On that point, I think there are two gaps in the marketplace today. One is that there aren’t a lot of tools for rapid development available (Google’s Dialogflow is one); and most can’t tell you what to build nor how people phrase questions as you go into troubleshooting an issue. The other gap is that most of the tools we have right now are not sufficiently collaborative: we need tools that help both the business and the technical sides in building assistive experiences, and then IT can deliver all kinds of back-end infrastructure needed to create the experience.
What kind of changes do you anticipate and what can organizations do to stay abreast of these changes?
There are a lot of solutions out there for customer self service today. When building solutions in that area, companies can anticipate some customer needs through guesswork and then create personalized experiences, which can help make the self-service process more efficient. Unfortunately, this approach is quite short-sighted because customer needs will shift and change over time, and it’s tedious and resource-intensive to reboot that process over and over again. For that reason, we think more companies will turn to AI to help them adapt to and address new customer behaviors on the fly.
We think one of the best applications of AI is to use the best natural language processing solutions you can find to discover all the different ways that customers describe their problems, many of which aren’t obvious. For example, at Chatbase, we often find that some customers don’t even understand exactly what their problem is, or at least how to articulate it. There’s no way to anticipate all the edge cases without taking a data-driven approach to discovering them in past customer interactions. So, based on insights you’ve found in that data, you can more easily anticipate what your main customer issues will be and help them get to resolution faster with an AI-powered virtual agent, whether chat or voice-based. For complex problems, customers can be handed off to live support agents.
How do you see the evolution a few years from now with regard to disruptions and transformations within this space?
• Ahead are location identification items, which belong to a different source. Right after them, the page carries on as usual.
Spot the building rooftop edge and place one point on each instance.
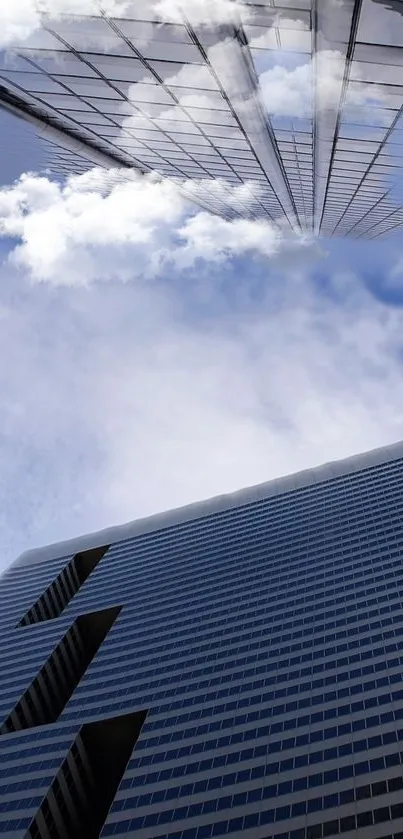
(198, 509)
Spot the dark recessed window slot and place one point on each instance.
(82, 792)
(46, 696)
(62, 589)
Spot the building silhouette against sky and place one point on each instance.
(291, 112)
(232, 668)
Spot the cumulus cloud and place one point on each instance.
(21, 19)
(291, 92)
(202, 12)
(127, 399)
(100, 225)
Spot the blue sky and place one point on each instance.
(130, 394)
(152, 355)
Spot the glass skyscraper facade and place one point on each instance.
(230, 668)
(283, 110)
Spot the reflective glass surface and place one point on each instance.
(264, 641)
(291, 113)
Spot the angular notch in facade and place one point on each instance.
(62, 589)
(52, 687)
(81, 794)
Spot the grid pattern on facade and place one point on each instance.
(199, 105)
(266, 642)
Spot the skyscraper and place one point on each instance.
(230, 668)
(284, 110)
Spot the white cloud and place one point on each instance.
(20, 20)
(123, 400)
(291, 93)
(96, 226)
(202, 12)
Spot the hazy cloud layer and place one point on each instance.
(21, 19)
(291, 93)
(97, 227)
(120, 400)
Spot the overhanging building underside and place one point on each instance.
(291, 112)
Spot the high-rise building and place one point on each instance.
(230, 668)
(284, 110)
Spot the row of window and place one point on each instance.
(305, 782)
(225, 641)
(224, 554)
(260, 770)
(263, 749)
(161, 721)
(255, 796)
(269, 664)
(251, 820)
(234, 685)
(231, 550)
(283, 725)
(189, 624)
(184, 681)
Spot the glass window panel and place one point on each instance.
(149, 93)
(143, 30)
(178, 127)
(89, 34)
(204, 117)
(89, 118)
(189, 140)
(33, 82)
(296, 39)
(118, 107)
(170, 51)
(60, 62)
(89, 87)
(118, 68)
(190, 76)
(222, 143)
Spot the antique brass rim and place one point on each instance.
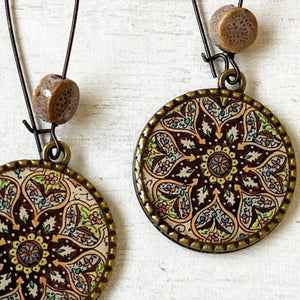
(96, 292)
(152, 213)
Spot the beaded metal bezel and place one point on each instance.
(151, 211)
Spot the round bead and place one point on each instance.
(55, 100)
(233, 29)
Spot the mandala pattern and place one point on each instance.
(54, 237)
(215, 169)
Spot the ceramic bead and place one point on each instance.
(55, 100)
(233, 29)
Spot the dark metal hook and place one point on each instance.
(33, 127)
(226, 56)
(204, 39)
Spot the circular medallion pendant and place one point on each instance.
(214, 170)
(57, 236)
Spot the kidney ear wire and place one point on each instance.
(32, 127)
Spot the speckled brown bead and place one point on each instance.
(55, 100)
(233, 29)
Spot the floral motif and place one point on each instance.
(50, 178)
(53, 236)
(213, 237)
(217, 166)
(95, 218)
(163, 207)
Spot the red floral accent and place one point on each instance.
(95, 218)
(50, 179)
(213, 237)
(263, 222)
(163, 207)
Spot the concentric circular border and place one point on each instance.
(99, 199)
(149, 208)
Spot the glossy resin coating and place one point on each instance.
(57, 237)
(214, 170)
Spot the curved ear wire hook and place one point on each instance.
(226, 56)
(33, 128)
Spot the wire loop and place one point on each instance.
(33, 127)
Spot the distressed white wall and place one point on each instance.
(129, 58)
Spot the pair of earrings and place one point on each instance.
(214, 170)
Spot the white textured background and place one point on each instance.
(129, 58)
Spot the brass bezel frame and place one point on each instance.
(97, 196)
(166, 229)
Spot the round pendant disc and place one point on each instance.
(214, 170)
(57, 236)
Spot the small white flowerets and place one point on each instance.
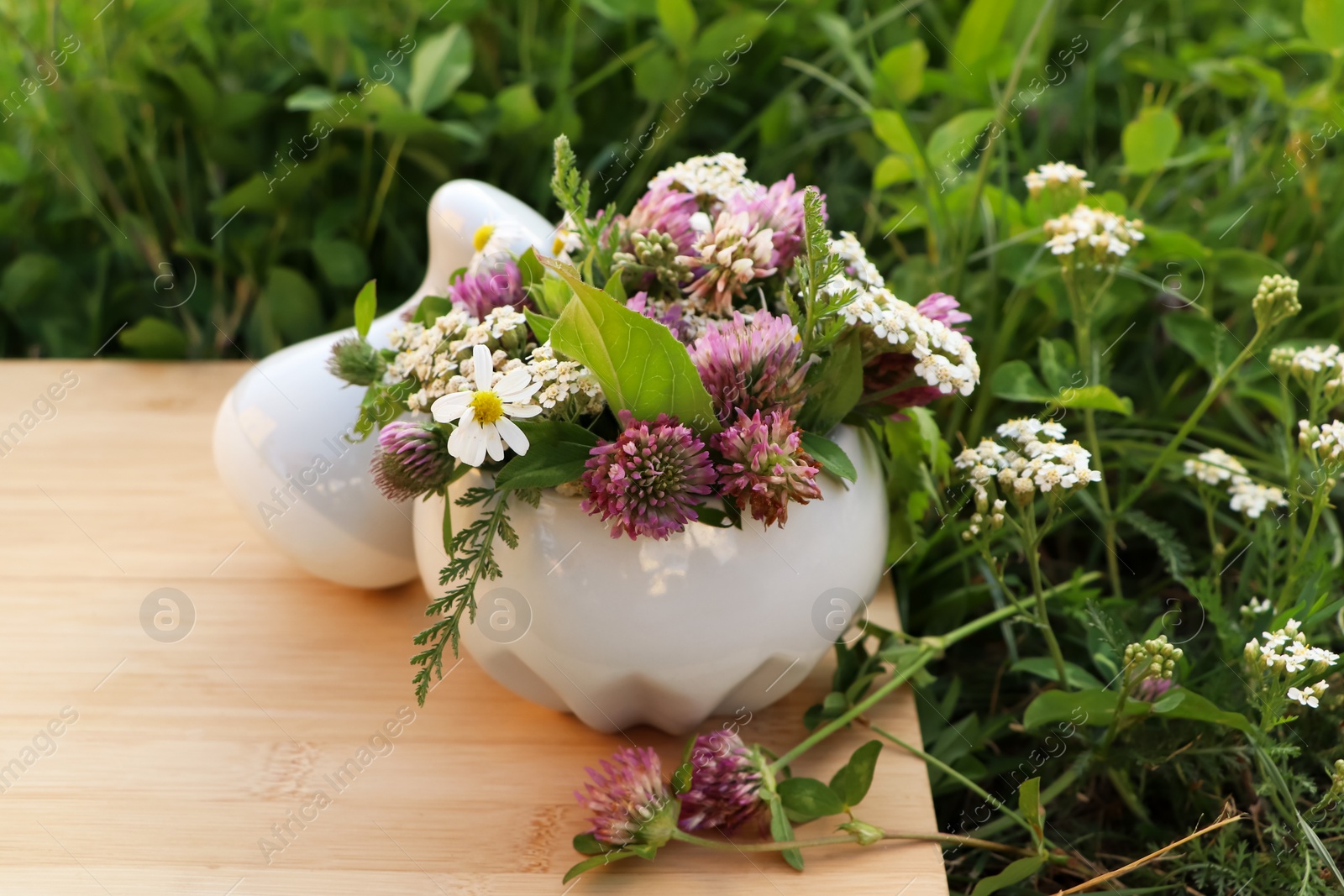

Simply put, the technology (including natural language understanding/speech recognition and speech synthesis) are going to get better and better, so most companies should start making investments now and then iterate over time as the tech improves. They should also be precise and smart about how they build the bots, and have flexible designs so that the use case can be changed at any time.
What is your advice for budding technologists in this space?
Whenever new platforms emerge, they bring along loads of opportunities for platform implementers to benefit from them. So, as these platforms for AI-powered customer experiences become accessible and popular among customers, budding technologists should think about building experiences on those platforms to help them bootstrap their business. This is especially true for the startup people out there.
Ofer is the GM of Chatbase, a cloud service for designing, analyzing, and optimizing conversational experiences. (Chatbase is part of Area 120, an incubator operated by Google.) Its newest product, Chatbase Enterprise Edition (available via Early Access Program), helps contact centers unlock hidden insights from customer interactions to get critical data for creating the right AI-powered virtual agent. Previously he served as CEO of Pulse.io, an app performance monitoring service acquired Google, and CEO of Sendori, an ad network acquired by IAC. He is a startup mentor at Stanford and an angel investor in Lyft, Palantir, and Klout. Ofer holds an MS in Artificial Intelligence from University of Michigan and an MBA from Cornell University.